The Tax Cuts and Jobs Act estimated to decrease effective tax rates across farm commodity specializations had the law been in effect in 2016

A chart showing estimated average Federal income tax rates by farm commodity specialization under the Tax Cuts and Jobs Act (TCJA) and previous 2016 tax law

The Tax Cuts and Jobs Act (TCJA) of 2017 eliminates or modifies many itemized deductions and tax credits, while lowering tax bracket rates on individual and business income. Had the TCJA been in place in 2016, ERS estimates that family farm households would have experienced a decline of 3.3 percentage points on average in their effective tax rate—the share of income paid in taxes after tax credits and adjustments are taken into account.
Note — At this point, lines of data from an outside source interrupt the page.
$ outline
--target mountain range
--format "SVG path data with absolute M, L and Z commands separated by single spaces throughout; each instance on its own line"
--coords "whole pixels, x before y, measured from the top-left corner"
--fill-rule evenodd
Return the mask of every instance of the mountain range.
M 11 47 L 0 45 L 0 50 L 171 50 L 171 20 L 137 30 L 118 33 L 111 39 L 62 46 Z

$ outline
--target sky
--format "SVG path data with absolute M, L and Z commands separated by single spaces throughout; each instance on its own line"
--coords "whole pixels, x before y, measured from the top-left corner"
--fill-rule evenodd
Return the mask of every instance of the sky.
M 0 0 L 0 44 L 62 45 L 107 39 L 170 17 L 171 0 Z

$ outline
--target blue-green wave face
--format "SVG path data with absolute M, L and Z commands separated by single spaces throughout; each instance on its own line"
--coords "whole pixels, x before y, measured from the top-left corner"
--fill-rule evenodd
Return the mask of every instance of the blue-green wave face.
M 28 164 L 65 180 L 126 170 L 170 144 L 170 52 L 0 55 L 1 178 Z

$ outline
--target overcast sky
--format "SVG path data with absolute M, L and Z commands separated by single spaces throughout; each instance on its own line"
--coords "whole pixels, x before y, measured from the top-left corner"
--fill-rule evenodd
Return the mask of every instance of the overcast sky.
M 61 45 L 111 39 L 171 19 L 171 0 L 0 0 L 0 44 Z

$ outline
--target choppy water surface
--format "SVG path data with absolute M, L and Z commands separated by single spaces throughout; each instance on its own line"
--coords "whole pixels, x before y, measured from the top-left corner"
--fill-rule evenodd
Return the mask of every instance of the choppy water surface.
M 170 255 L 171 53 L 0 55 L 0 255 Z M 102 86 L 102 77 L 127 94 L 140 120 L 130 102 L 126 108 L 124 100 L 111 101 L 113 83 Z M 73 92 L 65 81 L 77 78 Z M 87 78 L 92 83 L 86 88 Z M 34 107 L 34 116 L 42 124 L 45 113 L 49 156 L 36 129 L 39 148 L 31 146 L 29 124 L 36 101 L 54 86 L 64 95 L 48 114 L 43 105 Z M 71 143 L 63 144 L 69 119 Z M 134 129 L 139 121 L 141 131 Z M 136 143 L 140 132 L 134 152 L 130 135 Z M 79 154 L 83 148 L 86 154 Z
The effects of the TCJA vary across specializations. Dairy producers would have experienced the largest decline at 4.3 percentage points. This was largely due to the new TCJA deduction for business income, since dairy farmers tend to earn a higher share of total household income from the farm business. Producers of beef cattle, which represented the greatest number of farms of any specialty in 2016, would have experienced the smallest decline at 2.6 percentage points. Beef cattle producers generally operate small farms with farm income making up a lower share of their total household income, which results in smaller tax reductions than for farm households with a higher share of farm income. This chart uses data found in the June 2018 ERS report, Estimated Effects of the Tax Cuts and Jobs Act on Farms and Farm Households.